Baik brigade 100K maupun Brigade 200K adalah generasi baru Indonesia yang baru lahir pasca 1980-an. Berbeda dengan Anda pembaca, rata-rata mereka lahir dengan menggenggam mouse di tangan kanannya. Adik-adiknya bahkan lahir dengan gadget “touch screen” dengan “keypad buta, tanpa tulisan.” Mereka bisa mengirim pesan (text) SMS tanpa menoleh pada keypad itu karena jari-jarinya sudah diprogram ibundanya masing-masing saat mereka masih dalam kandungan.
Tua-Bermasalah
Di Berbagai kesempatan saya sering terkecoh menghadapi para manajer yang saya pikir lebih tua dari saya. Setelah saya manggut-manggut, belakangan baru saya tahu makin banyak orang yang wajahnya boros. Ya, maaf, wajahnya lebih tua dari umurnya. Sudah begitu, mereka mngaku menyimpan segudang masalah, mulai dari kekhawatiran terhadap kinerja (KPI) hingga masa depan anak-anaknya. Anak-anakku, ketahuilah orangtua kalian menghadapi segudang masalah. Bukan hanya kompetisi, melainkan juga kecepatan kalian mengadopsi teknologi.

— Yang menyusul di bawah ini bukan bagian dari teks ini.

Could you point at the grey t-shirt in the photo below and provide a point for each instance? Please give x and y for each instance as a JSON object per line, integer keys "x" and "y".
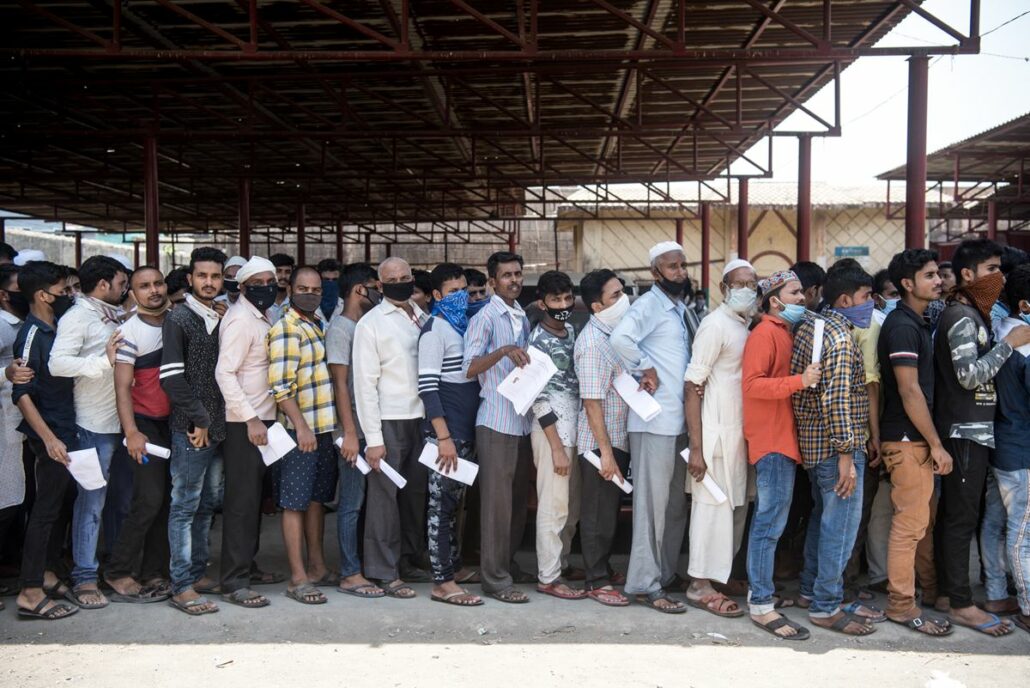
{"x": 339, "y": 347}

Di setiap organisasi disfungsional, hampir pasti masalah banyak bertumpuk pada generasi setengah tua yang stuck di layer ke 3. CEO atau direksi umumnya punya dorongan kerja yang lumayan kuat. Eselon 1 juga relatif banyak yang baik. Nah, mereka yang terlihat lebih tua dari umurnya itu ada banyak di layer ke 3. Merasa mampu duduk di layer ke 2 atau 1, tetapi atasan dan bawahannya berkata lain. Selain menggerutu, banyak yang makin sensitive dan temperamental. Padahal untuk berprestasi mareka butuh kaum muda.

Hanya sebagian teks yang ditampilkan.